Grand Jury Perspective: Joan Carten-Hansen

New York Festivals 2018 TV & Film Awards Grand Jury represents 32 countries on 6 continents. Known for its powerhouse jury comprised of prominent international broadcast and film industry executives, NYF’s jurors are award-winners themselves and are passionate about excellence and innovation. Their reputation in diverse areas across all platforms provide each entry with the utmost of attention and make them qualified to select the World’s Best TV & Films.

Joan Carter-Hansen Producer/Reporter/Writer/ Host for Idaho Public Television

This week’s Grand Jury Perspective features 2018 Grand Jury member, Joan Cartan-Hansen has been a producer/reporter/writer/host for Idaho Public Television since 1988. Joan is the lead producer/host for “Science Trek and a producer/reporter/writer for “Outdoor Idaho.” In addition, she writes and produces a number of documentaries and has contributed pieces to “The PBS NewsHour.” Joan has won numerous awards including several regional Emmy® Awards, gold medals at the New York Festivals, Tellys, CINE Golden Eagles, Platinum prizes at Worldfest. In 2013, Joan was inducted into the National Academy of Television Arts and Sciences-NW’s Silver Circle for her contributions to the industry.

Joan is active in several professional organizations: The Idaho Press Club and NATAS-NW. She also sits on the Idaho Supreme Courts Media/Courts Committee and is member of the Idaho Supreme Court’s “Fire Brigade.”

In the interview below Joan shares her opinion on what makes great content, her path on the road to success, what projects are on the horizon and more.

New York Festivals: Talk about what qualities makes great content?

U.S. Supreme Court Justice Potter Stewart

Joan Cartan-Hansen: In 1964, U.S. Supreme Court Justice Potter Stewart tried to describe his threshold test of obscenity by explaining, “I know it when I see it.” I think we can describe great film and video content the same way. When the writing, the videography, the direction, the story and all the many things that it takes to create a piece come together and make it seem effortless, that makes it a great piece. Conversely, I think if the viewer recognizes that some extraordinary effort went into creating a piece, that too can make great content. If I, as a judge or as a viewer, can see passion in someone’s work, be it in the writing, the videography, the direction or all the other things involved, I know that piece can have greatness.

New York Festivals: What was your mantra for career success? Was your path to success linear or a winding road…how so?

Joan Cartan-Hansen: I don’t know if I have a mantra for career success. I’d like to think I still have more “successes” to achieve. I have been blessed to be in the right place at the right time for much of my career, though not every break was due to chance. I volunteered to work for no pay at my first station and the news director eventually hired me. The advice I give students is be willing to work hard, be very curious and stand by your principles. While my career journey has had its ups and downs, I would say mine is the more usual linear path. I am lucky to have worked at Idaho Public Television for almost 30 years. My colleagues are gifted professionals and my management team is supportive and appreciates how hard we work. I know my situation is not the norm, that having the creative freedom to develop video projects (within budget constraints) is a gift not many receive. I don’t know if the opportunities I enjoy will continue to be around for future journalists/producers. I hope so. Producing good quality local content, especially local journalism, is so very important.

New York Festivals: Share your thoughts on freedom of the press?

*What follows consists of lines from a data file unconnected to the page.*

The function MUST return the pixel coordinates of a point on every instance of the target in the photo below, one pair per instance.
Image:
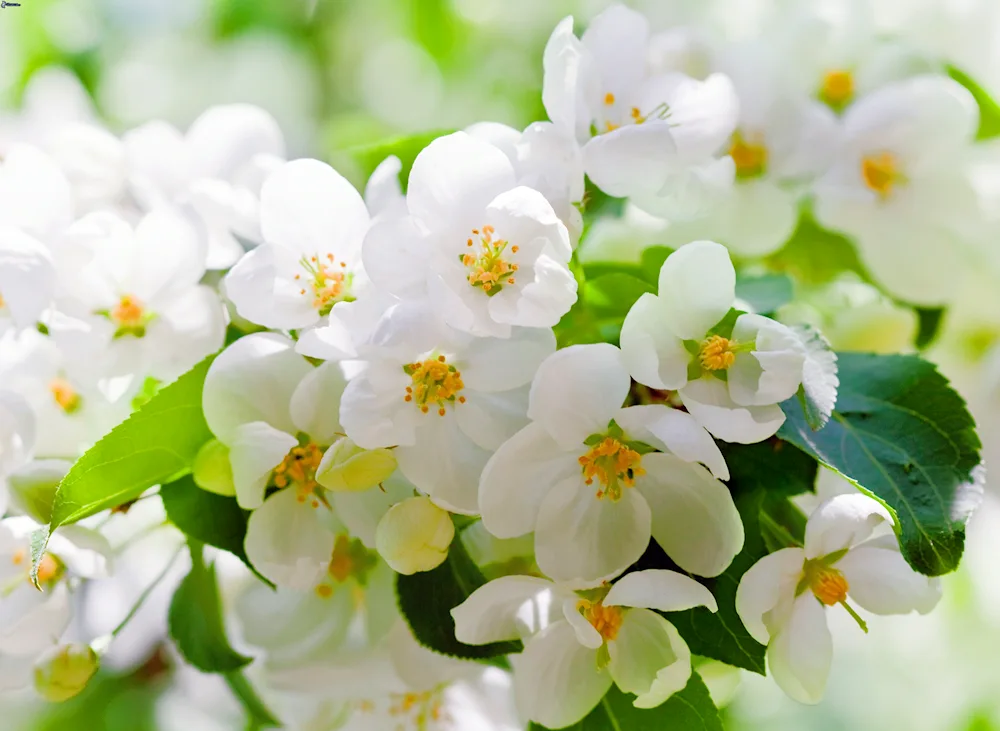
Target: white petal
(708, 401)
(694, 518)
(772, 579)
(675, 431)
(255, 450)
(665, 591)
(577, 391)
(288, 540)
(309, 208)
(649, 658)
(842, 522)
(800, 655)
(882, 582)
(653, 354)
(582, 540)
(697, 288)
(517, 478)
(508, 608)
(315, 406)
(253, 380)
(556, 680)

Joan Cartan-Hansen: Our republic works best with an informed electorate, but how can the public be informed if government officials can hide documents, close meetings and keep us in the dark? We obviously have major challenges on a national level to protect the freedom of the press. All citizens, not just journalists, should stand up and demand an open and accountable government. It is in our own interests to do so and it isn’t just a national issue. I have worked all of my career to improve Idaho’s public records and open meeting laws. I sit on the Idaho Supreme Court’s Media/Courts Committee and its “Fire Brigade” to improve the media’s relationship with the courts and to improve public access. Standing up for the public’s right to know isn’t always easy. The Idaho Press Club, of which I am a past president and am currently a board member, works tirelessly to fight off challenges to the protections we as Idahoans have in place and to improve access issues where we can. Many journalists in Idaho are just starting their first job, so the Idaho Press Club is there to help them stand up and challenge authority when they are denied a document, not allowed in a meeting. I encourage every journalist to work with their local press associations to support freedom of the press issues in their state and to make it a story when government officials don’t follow the law.

New York Festivals: What projects are on the horizon for you?

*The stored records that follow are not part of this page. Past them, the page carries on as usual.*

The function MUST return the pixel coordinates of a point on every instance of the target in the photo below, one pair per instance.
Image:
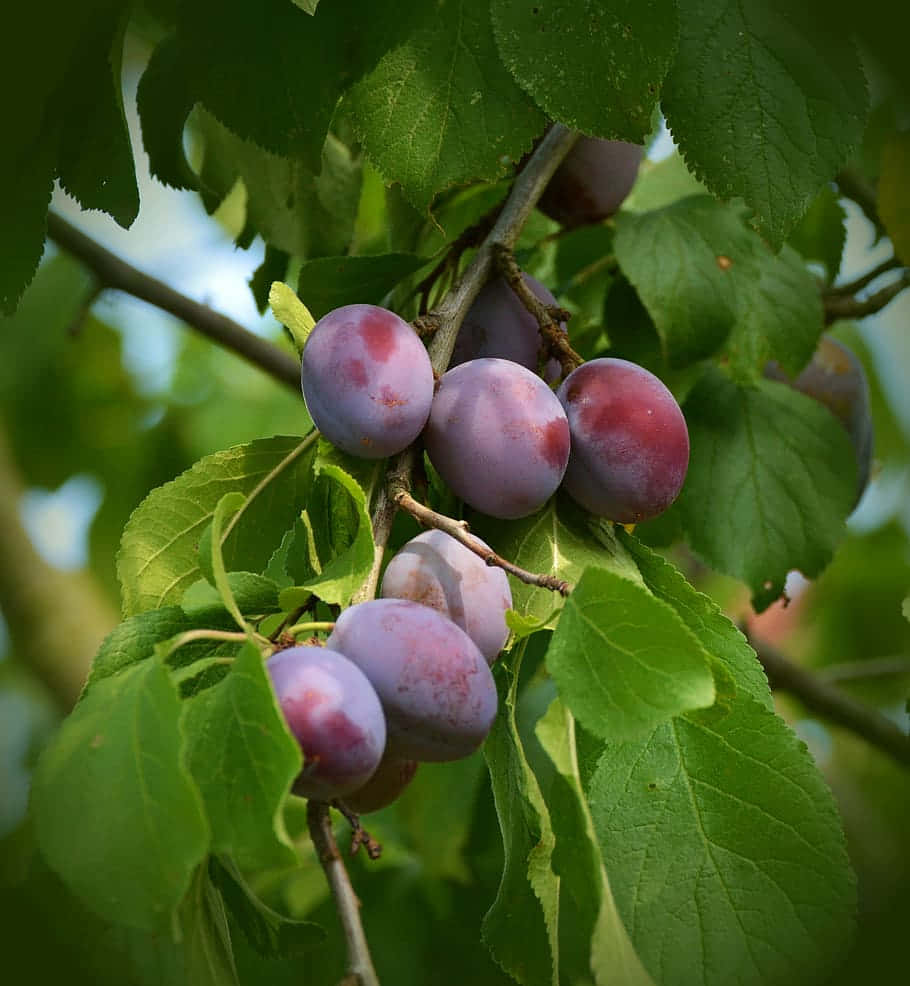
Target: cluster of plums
(406, 678)
(503, 441)
(401, 679)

Joan Cartan-Hansen: I work on several projects. I write and produce for “Outdoor Idaho,” do science reporting and the very occasional piece for the PBS NewsHour, but my main job is producing/hosting “Science Trek,” our effort to engage K-6th graders in science and provide science support material for educators and parents. We have a worldwide audience for our videos and educational materials, but technology is changing the way kids get information and the way teachers use those resources in the classroom. Besides all the usual stuff, I am producing 360-degree immersive videos and this new way at looking at the world is very exciting and challenging. I can’t wait to see what’s next!